Sus cronopios, rayuelas y cuentos fantásticos continúan inspirando a escritores, artistas y lectores que buscan romper las fronteras entre lo real y lo posible. En ellos late la idea de que la vida puede ser juego, que lo absurdo puede ser revelación y que lo fantástico no es evasión, sino una manera de mirar más profundamente lo cotidiano.

La ausencia de Cortázar no apagó su voz, sino que la multiplicó en cada lectura. Cada vez que alguien abre Rayuela y decide saltar de un capítulo a otro, cada vez que un lector se ríe con las desventuras de un cronopio o se inquieta con la casa tomada por presencias invisibles, Cortázar vuelve a estar ahí.

Su obra sigue viva, su imaginación continúa siendo resistencia y su literatura permanece como un juego infinito.

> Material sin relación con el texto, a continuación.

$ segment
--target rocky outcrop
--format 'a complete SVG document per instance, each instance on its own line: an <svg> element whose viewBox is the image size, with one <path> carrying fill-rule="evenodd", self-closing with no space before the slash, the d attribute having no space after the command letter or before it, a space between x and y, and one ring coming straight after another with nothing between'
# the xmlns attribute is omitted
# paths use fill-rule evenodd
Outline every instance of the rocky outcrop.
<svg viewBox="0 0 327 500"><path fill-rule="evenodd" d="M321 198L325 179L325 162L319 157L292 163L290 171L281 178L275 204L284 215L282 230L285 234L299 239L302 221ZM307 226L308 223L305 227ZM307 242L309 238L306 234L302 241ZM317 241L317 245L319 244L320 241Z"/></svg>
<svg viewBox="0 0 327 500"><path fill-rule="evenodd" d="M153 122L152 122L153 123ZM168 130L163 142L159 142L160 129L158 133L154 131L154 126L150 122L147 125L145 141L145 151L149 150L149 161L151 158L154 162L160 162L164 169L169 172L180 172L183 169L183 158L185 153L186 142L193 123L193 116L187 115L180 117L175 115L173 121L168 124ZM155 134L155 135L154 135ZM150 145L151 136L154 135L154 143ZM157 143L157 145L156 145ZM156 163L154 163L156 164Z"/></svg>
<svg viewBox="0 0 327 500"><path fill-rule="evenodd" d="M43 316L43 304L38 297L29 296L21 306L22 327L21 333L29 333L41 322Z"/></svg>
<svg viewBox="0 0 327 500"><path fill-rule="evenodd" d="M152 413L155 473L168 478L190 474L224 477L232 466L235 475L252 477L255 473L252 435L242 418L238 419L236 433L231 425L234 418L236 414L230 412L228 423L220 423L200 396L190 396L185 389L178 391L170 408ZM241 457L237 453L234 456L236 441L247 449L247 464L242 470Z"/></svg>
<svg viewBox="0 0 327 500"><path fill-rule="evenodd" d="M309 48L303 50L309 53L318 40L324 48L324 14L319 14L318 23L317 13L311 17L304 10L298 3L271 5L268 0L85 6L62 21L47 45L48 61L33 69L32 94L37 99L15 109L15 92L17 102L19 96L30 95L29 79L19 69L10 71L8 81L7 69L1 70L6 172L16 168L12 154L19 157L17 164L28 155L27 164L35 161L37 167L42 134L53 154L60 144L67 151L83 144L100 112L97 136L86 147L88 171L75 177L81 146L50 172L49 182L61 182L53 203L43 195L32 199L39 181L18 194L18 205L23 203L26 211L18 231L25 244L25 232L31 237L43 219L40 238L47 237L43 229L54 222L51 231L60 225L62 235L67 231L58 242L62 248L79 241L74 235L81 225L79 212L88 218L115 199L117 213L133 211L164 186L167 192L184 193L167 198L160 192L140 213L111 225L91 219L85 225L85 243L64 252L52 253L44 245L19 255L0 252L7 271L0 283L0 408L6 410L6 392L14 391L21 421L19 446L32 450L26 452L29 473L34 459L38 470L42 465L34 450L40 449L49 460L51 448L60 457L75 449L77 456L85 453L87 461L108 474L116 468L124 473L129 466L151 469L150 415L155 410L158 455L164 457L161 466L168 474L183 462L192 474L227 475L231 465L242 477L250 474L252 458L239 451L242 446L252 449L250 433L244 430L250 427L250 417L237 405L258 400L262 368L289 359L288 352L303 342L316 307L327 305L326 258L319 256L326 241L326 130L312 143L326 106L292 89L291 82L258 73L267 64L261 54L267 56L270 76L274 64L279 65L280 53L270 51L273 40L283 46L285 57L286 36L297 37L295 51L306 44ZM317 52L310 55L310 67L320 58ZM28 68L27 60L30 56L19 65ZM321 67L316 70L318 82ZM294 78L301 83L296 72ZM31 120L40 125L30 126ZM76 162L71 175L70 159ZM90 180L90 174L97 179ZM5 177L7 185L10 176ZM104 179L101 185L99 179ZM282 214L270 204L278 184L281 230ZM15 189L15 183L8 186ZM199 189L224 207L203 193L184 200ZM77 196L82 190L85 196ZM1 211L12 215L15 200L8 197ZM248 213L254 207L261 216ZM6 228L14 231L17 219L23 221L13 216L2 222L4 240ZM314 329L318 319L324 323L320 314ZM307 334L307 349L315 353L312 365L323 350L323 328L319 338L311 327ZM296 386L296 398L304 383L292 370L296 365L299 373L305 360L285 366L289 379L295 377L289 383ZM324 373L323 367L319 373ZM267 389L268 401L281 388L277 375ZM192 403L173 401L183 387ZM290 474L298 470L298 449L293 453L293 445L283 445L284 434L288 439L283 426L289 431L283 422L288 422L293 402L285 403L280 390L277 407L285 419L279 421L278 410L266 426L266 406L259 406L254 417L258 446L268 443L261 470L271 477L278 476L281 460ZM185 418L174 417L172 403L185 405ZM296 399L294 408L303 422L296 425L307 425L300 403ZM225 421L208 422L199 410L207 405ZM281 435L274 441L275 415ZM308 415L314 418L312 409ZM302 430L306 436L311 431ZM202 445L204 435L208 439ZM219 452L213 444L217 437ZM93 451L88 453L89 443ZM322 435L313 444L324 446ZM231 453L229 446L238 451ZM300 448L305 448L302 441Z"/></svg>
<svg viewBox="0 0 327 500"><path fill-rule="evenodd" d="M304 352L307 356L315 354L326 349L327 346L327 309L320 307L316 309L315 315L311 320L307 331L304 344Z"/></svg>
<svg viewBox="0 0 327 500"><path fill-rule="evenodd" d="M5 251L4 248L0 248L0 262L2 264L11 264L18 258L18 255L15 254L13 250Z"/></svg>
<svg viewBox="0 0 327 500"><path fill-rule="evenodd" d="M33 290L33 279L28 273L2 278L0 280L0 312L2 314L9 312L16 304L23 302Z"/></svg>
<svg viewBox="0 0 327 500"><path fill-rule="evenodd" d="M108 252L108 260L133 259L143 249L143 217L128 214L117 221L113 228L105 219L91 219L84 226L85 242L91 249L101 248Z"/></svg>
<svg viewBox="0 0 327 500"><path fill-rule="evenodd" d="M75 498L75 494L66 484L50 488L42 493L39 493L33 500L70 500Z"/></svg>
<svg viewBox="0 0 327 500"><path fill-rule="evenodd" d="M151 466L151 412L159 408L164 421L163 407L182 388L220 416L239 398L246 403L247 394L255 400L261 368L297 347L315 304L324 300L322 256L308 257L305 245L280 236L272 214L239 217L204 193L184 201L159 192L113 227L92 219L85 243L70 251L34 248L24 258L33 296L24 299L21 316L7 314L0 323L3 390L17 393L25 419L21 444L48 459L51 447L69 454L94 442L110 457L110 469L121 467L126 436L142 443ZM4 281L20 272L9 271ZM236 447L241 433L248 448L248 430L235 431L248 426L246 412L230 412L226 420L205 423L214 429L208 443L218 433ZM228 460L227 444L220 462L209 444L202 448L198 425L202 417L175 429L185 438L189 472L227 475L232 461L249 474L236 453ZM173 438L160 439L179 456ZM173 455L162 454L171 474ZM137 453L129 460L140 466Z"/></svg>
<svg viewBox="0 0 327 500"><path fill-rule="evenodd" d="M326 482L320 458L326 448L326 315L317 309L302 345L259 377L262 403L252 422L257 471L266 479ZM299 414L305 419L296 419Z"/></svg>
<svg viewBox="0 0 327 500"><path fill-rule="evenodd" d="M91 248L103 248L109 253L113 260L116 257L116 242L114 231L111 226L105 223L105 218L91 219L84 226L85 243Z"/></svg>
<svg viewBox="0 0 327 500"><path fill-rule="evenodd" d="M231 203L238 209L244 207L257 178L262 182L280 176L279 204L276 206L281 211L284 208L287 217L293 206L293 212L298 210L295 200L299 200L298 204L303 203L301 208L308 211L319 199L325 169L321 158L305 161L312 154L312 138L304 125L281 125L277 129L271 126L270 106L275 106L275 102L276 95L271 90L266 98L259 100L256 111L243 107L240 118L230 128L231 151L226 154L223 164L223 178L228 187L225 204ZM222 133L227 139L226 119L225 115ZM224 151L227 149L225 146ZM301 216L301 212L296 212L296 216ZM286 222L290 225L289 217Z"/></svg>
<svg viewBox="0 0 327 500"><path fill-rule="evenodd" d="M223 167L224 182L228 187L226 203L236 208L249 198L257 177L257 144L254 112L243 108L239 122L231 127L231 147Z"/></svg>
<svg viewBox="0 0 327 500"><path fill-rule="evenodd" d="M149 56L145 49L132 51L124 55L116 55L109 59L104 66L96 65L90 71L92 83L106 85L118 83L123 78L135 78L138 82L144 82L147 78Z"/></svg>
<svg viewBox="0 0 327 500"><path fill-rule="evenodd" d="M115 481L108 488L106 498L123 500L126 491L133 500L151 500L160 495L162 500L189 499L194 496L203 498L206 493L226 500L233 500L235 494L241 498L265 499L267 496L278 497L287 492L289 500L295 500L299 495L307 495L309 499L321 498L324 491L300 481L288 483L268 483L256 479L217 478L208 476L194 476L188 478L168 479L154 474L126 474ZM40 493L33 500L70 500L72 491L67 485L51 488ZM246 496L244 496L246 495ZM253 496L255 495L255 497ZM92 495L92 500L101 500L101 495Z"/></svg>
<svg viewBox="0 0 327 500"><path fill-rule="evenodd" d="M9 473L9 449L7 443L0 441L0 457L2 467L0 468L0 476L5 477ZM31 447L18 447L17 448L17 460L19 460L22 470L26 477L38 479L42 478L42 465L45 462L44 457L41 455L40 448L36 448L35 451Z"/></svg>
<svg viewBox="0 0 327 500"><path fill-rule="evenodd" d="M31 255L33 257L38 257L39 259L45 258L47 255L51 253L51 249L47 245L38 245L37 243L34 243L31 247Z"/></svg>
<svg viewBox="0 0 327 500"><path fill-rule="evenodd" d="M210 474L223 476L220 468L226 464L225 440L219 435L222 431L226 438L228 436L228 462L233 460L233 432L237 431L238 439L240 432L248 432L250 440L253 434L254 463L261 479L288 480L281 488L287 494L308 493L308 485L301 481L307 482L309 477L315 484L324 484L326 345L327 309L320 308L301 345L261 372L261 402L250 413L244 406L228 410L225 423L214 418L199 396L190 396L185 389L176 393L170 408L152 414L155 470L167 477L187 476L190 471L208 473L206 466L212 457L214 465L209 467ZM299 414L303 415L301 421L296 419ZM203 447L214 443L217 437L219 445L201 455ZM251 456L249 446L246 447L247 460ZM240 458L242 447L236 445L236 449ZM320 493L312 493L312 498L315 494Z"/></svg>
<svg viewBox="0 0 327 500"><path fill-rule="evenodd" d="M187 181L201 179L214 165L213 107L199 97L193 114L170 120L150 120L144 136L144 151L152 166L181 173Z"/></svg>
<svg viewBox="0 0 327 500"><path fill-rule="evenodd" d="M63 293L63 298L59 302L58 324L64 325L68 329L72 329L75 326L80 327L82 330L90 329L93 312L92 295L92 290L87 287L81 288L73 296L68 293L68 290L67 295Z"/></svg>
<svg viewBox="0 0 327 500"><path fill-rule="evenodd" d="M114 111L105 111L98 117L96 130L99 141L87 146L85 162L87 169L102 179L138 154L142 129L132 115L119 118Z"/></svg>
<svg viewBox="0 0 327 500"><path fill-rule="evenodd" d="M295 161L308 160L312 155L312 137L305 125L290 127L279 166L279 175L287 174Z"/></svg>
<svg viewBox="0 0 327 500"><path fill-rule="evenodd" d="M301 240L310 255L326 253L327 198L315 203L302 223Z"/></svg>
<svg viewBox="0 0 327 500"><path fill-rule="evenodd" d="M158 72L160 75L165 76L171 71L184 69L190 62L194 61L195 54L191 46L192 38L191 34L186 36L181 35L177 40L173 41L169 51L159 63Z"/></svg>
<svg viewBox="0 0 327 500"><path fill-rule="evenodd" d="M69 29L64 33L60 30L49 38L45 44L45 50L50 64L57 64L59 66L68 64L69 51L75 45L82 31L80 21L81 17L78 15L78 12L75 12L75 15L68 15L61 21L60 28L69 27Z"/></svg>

Esa ausencia es, paradójicamente, una forma de presencia: un recordatorio de que las palabras pueden desafiar el tiempo y seguir dialogando con nosotros mucho después de que su autor haya partido.

Como escribió en uno de sus retratos de cronopios: “Los cronopios, cuando se sienten felices, se tiran en el suelo y ruedan, y ruedan, hasta que se les enredan los pelos y se les llenan de polvo los pantalones. Los famas los miran con severidad, pero los cronopios siguen rodando porque saben que la felicidad es eso.” — Julio Cortázar, Historias de cronopios y de famas (1962)

Ese cronopio que rueda sin importar el polvo ni las miradas severas es la metáfora perfecta de lo que ocurre con Cortázar: aunque ya no esté, su literatura sigue rodando con nosotros. No es un adiós, es la certeza de que su voz permanece viva en cada juego, en cada risa, en cada lectura.